Teriyaki Chicken and Vegetables (Serves 4)
• 1 tablespoon olive oil
• 1 ½ pounds of boneless chicken thigh, chopped
• 8 ounces broccoli florets
• 2 cloves garlic, minced
• 3 large carrots, sliced
• Chili flakes, to taste (optional)
• 2 tablespoons ginger, minced
• 1/3 cup of soy sauce
• 1/3 cup of water
• 4 tablespoons corn starch
• ¼ cup of honey
1. In a small saucepan over medium-low heat, mix all the ingredients for the teriyaki sauce. Stir occasionally, for about 5 minutes, until the sauce has thickened. Set aside.
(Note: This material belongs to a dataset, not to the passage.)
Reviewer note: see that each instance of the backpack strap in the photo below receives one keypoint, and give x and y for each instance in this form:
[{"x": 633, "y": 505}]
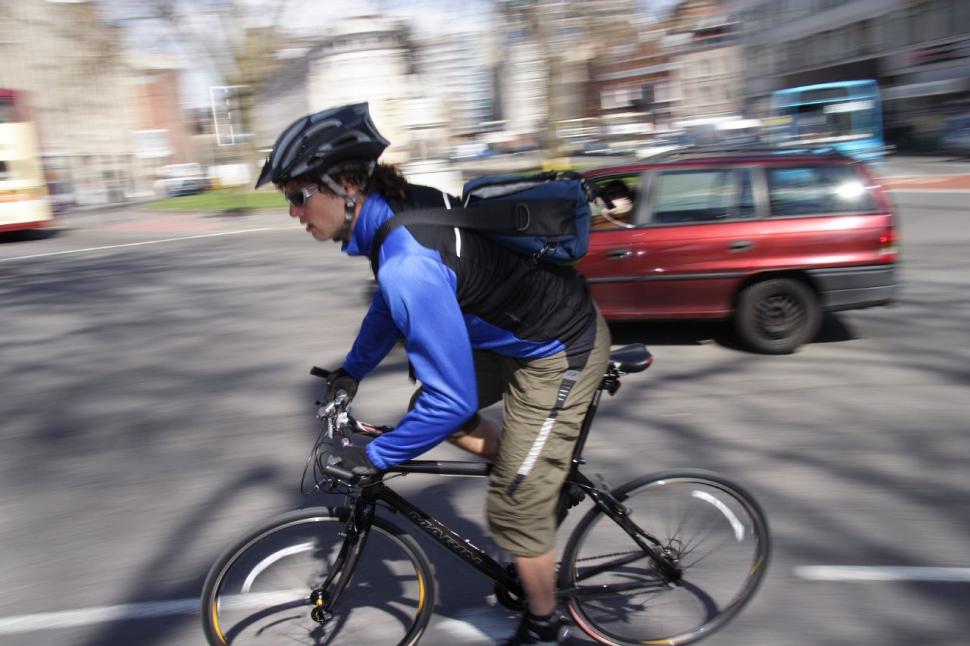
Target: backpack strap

2. Heat a large sauté pan over medium-high heat. Add the olive oil, then add the chicken in a single layer. Let it cook undisturbed for about 3 minutes, or until browned, then flip and cook on the other side until browned.
3. Add the garlic, carrots, teriyaki sauce, and let it simmer for 5 minutes.
4. While the chicken is cooking, steam the broccoli.
5. Add the broccoli to the cooked chicken and sauce. Sprinkle with chili flakes (if using), and toss to mix.
6. Serve on a bed of rice or udon noodles.